北アルプスの山麓に、桃花の季節が訪れた‥    藤井 一二

大伴家持が越中国へ赴任して4年目、天平勝宝2年(750)3月1日(新暦の4月15日)。桃李の花を眺め、春苑の娘子(をとめ)を題材にして次の歌を詠んでいる。

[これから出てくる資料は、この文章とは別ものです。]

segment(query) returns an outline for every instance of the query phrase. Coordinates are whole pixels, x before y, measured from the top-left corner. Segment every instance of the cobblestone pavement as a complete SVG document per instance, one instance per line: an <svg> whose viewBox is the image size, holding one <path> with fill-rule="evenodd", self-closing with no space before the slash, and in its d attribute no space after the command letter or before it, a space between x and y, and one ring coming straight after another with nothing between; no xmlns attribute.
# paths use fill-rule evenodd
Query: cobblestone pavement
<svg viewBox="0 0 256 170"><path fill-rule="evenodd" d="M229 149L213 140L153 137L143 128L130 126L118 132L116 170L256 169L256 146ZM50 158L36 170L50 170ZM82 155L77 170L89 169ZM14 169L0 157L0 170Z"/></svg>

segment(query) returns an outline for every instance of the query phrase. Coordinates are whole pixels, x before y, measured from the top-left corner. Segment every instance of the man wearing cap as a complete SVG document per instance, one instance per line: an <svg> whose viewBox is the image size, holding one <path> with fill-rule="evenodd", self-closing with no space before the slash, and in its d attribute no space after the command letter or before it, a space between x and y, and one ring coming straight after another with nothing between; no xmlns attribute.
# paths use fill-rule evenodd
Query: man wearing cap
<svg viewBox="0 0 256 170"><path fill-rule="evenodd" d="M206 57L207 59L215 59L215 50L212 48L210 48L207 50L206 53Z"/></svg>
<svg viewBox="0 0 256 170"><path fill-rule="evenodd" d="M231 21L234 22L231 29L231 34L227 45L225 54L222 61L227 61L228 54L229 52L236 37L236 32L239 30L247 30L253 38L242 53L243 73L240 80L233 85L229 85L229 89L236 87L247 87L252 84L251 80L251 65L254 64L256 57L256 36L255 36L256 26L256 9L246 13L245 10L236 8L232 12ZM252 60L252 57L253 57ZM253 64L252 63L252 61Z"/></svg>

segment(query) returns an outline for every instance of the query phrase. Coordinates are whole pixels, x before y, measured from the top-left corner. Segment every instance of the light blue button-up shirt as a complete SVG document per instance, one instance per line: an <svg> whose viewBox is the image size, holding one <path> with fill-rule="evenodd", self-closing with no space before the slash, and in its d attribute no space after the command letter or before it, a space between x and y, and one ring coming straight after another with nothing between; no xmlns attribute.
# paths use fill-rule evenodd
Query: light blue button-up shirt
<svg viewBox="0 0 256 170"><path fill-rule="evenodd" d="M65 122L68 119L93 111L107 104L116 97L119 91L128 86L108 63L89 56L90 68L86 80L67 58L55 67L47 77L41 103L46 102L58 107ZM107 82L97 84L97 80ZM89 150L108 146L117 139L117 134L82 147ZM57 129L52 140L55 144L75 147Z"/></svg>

春の苑(その)紅(くれなゐ)にほふ 桃の花 下照る道に 出で立つ娘子(をとめ)(巻19・4139)澤瀉久孝『萬葉集注釋』中央公論社

都から越中を訪れていた妻、坂上大嬢(さかのうえのおおいらつめ)がモデルであったのか。春苑の「美的構図」が鮮やかだ‥。
いま、手元にある注釈書の何冊かに目を通してみた。その解釈には著者それぞれの「想い」が込められているようだ。
このブログに気づく方々の場合は、如何であろうか。

澤瀉久孝氏:「春の苑の 紅に美しく映えている桃の花が、樹の下を照らしている道に 出で立つ少女よ」『万葉集注釈』巻19、中央公論社
伊藤博氏:「春の園、園一面に紅く照り映えている桃の花、この花の樹の下まで照り輝く道に、つと出で立つ娘子よ」角川文庫『万葉集』4
佐竹昭広氏ら:「春の園の、紅に色づいた桃の花が 下まで照り映える道に出て立っている娘子よ」岩波文庫『万葉集』5

いずれの訳によっても「くれない」の桃花が醸しだす絵画の世界に吸い込まれてゆきそうだ。
さて、私は、どのように訳そうか‥と、春宵に思いを巡らしている。